Matterworks is seeking a Senior Machine Learning Scientist to be a core contributor designing, building, and optimizing neural network architectures that interpret complex mass spectrometry data. You will own significant model components and drive projects from experimentation through deployment.
What You'll Do
- Design, adapt, and optimize deep learning architectures for scientific domains and data modalities within the Large Spectral Model framework.
- Own and deliver on complex ML projects, including experiment design, implementation, evaluation, and iteration.
- Write clean, well-tested code in PyTorch and NumPy to enable a high experimentation rate.
- Stay current with deep learning research and its applications in chemistry and biology; propose and prototype new ideas.
- Work closely with scientists and engineers to integrate models into product and infrastructure.
What We're Looking For
- Ph.D. or M.S. in a quantitative field (Computer Science, Chemistry, Physics, or related), or equivalent experience.
- 3+ years of hands-on experience building and deploying deep learning models.
- Strong proficiency in Python, PyTorch, and NumPy.
- Demonstrated experience designing or adapting neural network architectures.
Nice to Have
- Experience with spectral analysis, structure prediction, or molecular representation learning.
- Familiarity with scientific data formats (e.g., HDF5, mzML, Zarr).
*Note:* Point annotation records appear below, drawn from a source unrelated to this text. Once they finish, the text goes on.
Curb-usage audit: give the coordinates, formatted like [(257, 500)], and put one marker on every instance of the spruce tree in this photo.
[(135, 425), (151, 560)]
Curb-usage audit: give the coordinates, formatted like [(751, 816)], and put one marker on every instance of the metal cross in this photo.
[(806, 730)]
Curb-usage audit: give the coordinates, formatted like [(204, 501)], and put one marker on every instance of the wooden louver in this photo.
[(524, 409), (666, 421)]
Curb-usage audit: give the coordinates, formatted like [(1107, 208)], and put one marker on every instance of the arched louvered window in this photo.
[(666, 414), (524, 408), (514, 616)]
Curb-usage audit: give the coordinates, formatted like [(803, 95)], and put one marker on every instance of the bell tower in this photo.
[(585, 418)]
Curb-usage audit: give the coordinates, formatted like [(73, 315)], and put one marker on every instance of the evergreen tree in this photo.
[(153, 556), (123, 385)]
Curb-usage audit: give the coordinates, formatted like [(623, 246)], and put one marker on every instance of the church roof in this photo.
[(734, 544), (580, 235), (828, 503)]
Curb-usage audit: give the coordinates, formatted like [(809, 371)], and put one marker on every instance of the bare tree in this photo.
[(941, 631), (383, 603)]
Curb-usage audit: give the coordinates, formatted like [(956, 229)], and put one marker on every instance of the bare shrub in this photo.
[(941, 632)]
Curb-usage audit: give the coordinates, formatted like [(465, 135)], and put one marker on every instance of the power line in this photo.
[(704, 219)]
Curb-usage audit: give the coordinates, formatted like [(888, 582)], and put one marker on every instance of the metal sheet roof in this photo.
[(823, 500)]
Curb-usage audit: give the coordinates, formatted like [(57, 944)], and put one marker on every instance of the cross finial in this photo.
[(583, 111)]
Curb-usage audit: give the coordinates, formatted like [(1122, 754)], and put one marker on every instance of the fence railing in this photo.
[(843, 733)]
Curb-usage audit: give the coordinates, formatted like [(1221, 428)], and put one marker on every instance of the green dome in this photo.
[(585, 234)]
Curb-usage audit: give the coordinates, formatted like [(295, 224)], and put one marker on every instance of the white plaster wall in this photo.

- Publications or a portfolio of relevant projects.
Technical Stack
- Python
- PyTorch
- NumPy
Benefits & Compensation
- Competitive base salary + equity: Stock options
- Health & dental, vision, long- and short-term disability, life insurance
- 401k with company match
- Flexible work & unlimited time away policy
- Commuter benefits and parking
- Regular team meals and outings
- Company support for continued education/coursework and conference participation
Work Mode
This role is hybrid, based in Somerville, MA.
Matterworks, Inc. is an equal opportunity employer. All candidates for employment at Matterworks are considered without regard to race, color, religion, national origin, age, sex, marital status, ancestry, physical or mental disability, veteran status, gender identity, sexual orientation, or any other category protected by law.